You might also want to experiment with different parameterization of design matrix, see eg: https://github.com/junpenglao/GLMM-in-Python/blob/master/Playground.py#L33-L40
Thanks for the tips. I am implementing 1 and 2 for now. I will post the results when ready. In the mean time, What is your opinion about making the sigmas also follow a hierarchical structure? I wonder if this could also help to shrink the deviation of every sub-group to the deviation of the parent group.
In my experience, you often dont have enough information to estimate hierarchical sigma. I remember there is a blog post from Andrew Gelman on the difficulty of estimating population variance (in real life you almost never have enough groups to do that), but I cannot find the blog post right now. I did find these might be related:
Actually a search found more result:
I guess I need to catch up on my reading…
This is an area where the Horseshoe prior can serve as a good default. We covered the topic in “Default Bayesian analysis with global-local shrinkage priors”.
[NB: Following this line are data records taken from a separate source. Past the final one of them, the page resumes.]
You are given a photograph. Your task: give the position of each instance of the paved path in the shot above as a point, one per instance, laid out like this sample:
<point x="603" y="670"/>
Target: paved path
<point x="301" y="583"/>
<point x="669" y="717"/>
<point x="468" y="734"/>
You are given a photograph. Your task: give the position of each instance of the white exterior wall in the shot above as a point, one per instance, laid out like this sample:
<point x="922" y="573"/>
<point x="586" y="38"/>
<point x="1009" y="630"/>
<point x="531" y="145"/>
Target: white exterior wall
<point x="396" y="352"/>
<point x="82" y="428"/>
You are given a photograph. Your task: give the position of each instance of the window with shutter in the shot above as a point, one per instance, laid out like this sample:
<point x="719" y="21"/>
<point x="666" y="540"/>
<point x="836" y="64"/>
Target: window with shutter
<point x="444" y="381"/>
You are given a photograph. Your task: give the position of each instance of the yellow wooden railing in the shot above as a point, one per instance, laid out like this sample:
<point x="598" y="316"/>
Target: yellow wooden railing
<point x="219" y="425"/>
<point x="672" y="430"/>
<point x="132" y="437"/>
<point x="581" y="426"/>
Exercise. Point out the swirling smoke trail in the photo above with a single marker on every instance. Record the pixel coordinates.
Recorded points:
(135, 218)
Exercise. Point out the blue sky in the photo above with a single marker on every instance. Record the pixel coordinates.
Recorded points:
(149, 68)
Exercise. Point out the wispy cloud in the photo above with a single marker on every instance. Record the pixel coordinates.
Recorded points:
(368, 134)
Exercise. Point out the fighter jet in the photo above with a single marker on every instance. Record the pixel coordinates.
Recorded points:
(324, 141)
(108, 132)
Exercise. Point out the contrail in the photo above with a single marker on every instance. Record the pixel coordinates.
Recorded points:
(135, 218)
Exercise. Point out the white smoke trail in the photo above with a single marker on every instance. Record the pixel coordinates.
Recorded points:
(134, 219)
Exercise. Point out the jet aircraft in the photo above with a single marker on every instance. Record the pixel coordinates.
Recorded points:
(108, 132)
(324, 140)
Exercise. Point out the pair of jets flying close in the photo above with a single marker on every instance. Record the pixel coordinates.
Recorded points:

Oddly, the Stan wiki on this topic only mentions the Horseshoe briefly in passing, and—when it does—links to a paper that doesn’t really address its utility as a default prior.
So here are the results. It seems the sampler gets stuck after tuning 2000 and running about 5000 samples. @junpenglao I wonder if this would this be an issue with the parameterization, the random seed or the max_tree depth?
@brandonwillard thanks for the input on the Horshoe pior. Let me do a few more experiments in the meantime with the parameterization in pymc3
most likely it is still issue with the model parameterization.